In the past 20 years, women were allowed to go to work just like men, have access to higher education and play their role in the development of Afghanistan. But now, under Taliban rule, they will have limited access to higher education, have to wear burqas and cannot leave the house without a male companion – the women of Afghanistan will once again be isolated in their homes and treated like an object.

“20 years of hard work for modernisation of Afghanistan has just drained into the ground and has amounted to nothing” – Parwiz Karimi

It is difficult to say what the international community can do to help out. The international community, in particular, those who were directly involved in Afghanistan such as the US, should have made sure this wouldn’t have happened in the first place. They suppressed the Taliban for 20 years, didn’t get rid of them. Now with the surprising withdrawal of the US forces from Afghanistan the Taliban have come out more powerful than ever. 

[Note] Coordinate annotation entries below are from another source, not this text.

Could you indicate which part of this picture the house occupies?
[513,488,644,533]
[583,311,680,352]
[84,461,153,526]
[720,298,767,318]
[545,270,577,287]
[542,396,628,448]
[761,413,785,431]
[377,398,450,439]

The international community must ensure that the vulnerable communities such as the Hazaras who have been isolated and neglected for years are protected, the journalists and humans rights activists are protected too – because these are the groups of people in Afghanistan who are at most risk.

The Afghan diaspora in the UK and around the world are trying to do what they can to help the people of Afghanistan. We have families, relatives and friends all over Afghanistan who we do have communications with since the Taliban have taken over Afghanistan. We are very frustrated and upset how both the western countries and in particular the government of Afghanistan have betrayed the people of Afghanistan and have played with their lives.”